The Church of Jesus Christ of Latter-day Saints will no longer label same-sex couples "apostates" and will allow their children to be baptized into the church without special approval from church leaders, the church said in a surprise announcement Thursday.
The announcement was made by Dallin Oaks, a member of the church's First Presidency, at a conference in Salt Lake City.
"Previously, our Handbook characterized same-gender marriage by a member as apostasy," the church said in a statement. "While we still consider such a marriage to be a serious transgression, it will not be treated as apostasy for purposes of Church discipline. Instead, the immoral conduct in heterosexual or homosexual relationships will be treated in the same way."
The church, officially known as the Church of Jesus Christ of Latter-day Saints, said it wants "to reduce the hate and contention so common today."
The former policy, announced in 2015, had angered liberal and LGBT members, and some 1,500 left the church in protest, according to one activist .
The church said that its doctrines on marriage and salvation, of which marriage is an integral part, will not change. LGBT church members are expected to be chaste, according to church teachings.
But LGBT parents can request that their children be blessed by a member of the church's priesthood and, when the child turns 8, the church "will contact them and propose that the child be baptized," the church said in its statement.
"These policy changes come after an extended period of counseling with our brethren in the Quorum of the Twelve Apostles and after fervent, united prayer to understand the will of the Lord on these matters."
Since taking office last year, President Russell Nelson has frequently changed church policies, sometimes relying on revelations he says were dictated by God.

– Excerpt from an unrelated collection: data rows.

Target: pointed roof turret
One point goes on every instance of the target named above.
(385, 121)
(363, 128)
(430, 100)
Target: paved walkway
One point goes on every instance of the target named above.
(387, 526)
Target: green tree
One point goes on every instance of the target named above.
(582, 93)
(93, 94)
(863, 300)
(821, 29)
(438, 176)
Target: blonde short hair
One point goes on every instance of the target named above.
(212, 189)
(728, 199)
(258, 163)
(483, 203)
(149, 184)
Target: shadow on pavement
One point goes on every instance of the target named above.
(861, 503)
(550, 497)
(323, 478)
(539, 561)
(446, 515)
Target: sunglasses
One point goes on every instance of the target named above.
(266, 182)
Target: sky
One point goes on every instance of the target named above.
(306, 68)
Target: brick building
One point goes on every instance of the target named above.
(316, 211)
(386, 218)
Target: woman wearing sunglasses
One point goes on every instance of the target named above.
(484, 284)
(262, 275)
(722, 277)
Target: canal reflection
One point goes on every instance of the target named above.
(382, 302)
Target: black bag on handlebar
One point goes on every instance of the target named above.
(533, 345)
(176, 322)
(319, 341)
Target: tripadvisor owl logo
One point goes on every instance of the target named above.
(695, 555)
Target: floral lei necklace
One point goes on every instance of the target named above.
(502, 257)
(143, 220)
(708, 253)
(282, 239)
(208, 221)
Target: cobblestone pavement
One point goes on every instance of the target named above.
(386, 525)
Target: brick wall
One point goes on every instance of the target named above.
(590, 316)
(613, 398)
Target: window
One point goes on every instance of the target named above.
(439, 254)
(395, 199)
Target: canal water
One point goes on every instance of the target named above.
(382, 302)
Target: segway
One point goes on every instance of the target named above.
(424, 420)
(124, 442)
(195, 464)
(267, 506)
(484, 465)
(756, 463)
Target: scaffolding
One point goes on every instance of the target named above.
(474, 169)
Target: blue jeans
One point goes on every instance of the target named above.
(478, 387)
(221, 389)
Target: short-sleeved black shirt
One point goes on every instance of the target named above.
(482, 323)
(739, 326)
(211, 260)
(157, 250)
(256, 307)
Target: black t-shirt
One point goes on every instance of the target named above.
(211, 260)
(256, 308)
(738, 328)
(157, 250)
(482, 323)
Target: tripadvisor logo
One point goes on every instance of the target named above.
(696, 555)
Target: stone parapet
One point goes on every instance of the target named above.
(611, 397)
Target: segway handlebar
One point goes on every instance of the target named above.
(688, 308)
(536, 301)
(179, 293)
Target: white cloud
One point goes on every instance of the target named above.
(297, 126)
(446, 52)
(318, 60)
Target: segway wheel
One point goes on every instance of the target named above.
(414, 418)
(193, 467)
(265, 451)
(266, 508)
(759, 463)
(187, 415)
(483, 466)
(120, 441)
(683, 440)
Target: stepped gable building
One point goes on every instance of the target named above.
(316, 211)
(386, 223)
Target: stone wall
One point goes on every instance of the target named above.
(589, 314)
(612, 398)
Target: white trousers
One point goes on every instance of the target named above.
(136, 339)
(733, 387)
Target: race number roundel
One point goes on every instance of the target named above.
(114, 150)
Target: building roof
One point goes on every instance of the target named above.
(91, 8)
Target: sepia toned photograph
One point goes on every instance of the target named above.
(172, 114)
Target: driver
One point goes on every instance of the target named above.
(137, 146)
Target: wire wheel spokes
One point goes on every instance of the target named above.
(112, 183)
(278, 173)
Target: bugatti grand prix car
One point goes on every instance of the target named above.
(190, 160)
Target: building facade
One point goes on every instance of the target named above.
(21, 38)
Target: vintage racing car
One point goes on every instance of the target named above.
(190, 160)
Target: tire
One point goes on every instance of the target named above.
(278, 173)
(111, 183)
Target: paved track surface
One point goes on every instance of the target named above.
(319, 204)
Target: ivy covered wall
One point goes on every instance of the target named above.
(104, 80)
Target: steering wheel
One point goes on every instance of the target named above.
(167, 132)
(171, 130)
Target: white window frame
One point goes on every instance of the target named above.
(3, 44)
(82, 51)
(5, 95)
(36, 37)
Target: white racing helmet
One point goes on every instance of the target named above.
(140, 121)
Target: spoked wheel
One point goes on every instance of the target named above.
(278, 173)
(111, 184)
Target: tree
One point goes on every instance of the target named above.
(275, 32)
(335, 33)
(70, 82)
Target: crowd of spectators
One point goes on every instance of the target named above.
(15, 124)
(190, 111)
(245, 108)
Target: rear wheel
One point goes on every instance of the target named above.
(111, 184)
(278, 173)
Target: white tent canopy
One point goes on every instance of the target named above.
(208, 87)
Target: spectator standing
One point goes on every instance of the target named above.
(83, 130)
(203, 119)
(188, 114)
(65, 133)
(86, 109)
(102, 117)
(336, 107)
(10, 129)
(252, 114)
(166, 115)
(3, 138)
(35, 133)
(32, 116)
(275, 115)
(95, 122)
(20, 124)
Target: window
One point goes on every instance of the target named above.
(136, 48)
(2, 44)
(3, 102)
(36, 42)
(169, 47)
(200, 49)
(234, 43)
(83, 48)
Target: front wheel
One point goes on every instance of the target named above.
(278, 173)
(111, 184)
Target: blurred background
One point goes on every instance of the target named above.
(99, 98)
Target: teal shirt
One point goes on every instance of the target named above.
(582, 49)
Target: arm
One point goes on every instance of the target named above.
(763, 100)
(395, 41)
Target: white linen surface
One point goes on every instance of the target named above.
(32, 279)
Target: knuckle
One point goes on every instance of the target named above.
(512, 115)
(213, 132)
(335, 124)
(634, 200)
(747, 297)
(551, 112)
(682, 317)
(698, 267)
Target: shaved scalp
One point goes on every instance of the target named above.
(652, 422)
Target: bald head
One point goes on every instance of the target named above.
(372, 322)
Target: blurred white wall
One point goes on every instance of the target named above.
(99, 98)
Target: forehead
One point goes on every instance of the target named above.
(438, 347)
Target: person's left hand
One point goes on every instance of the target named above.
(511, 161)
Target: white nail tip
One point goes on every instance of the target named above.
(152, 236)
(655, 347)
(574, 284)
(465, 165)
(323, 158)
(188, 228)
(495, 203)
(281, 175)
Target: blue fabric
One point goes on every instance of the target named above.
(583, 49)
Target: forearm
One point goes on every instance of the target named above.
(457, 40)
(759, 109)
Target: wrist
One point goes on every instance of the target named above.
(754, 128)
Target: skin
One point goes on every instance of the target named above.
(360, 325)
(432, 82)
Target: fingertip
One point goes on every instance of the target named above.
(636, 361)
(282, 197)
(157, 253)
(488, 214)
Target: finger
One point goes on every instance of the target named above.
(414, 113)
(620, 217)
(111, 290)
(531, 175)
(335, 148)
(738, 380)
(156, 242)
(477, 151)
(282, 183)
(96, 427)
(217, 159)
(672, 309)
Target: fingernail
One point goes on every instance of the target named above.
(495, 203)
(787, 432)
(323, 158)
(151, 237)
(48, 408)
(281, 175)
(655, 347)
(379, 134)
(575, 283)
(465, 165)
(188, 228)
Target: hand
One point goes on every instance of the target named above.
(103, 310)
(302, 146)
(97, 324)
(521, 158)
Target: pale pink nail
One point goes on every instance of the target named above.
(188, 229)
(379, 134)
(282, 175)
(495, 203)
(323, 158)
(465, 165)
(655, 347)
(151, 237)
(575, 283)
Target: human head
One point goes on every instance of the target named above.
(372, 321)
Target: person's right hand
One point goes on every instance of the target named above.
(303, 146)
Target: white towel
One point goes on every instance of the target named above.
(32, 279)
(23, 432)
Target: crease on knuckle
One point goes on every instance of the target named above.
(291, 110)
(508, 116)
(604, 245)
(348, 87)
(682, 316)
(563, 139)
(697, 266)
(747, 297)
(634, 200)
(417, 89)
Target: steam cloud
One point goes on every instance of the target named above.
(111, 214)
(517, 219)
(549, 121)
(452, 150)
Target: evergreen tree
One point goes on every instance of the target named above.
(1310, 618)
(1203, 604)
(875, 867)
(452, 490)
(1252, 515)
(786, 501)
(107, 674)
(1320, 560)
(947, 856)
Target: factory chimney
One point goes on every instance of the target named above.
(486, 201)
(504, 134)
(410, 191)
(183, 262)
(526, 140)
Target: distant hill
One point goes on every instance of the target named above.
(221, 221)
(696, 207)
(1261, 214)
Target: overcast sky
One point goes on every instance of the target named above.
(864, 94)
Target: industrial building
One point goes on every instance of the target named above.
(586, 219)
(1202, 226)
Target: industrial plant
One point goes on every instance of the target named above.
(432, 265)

In contrast with church presidents of the recent past, Nelson speaks of his revelations openly and often, a phenomenon CNN explored in an article last week.
Thursday's announcement raises questions about the revelations, though, since Nelson had also presented the now-defunct LGBT policy as a matter of revelation received by the church's previous president, Thomas Monson.
The church said it will not comment further on the new policy.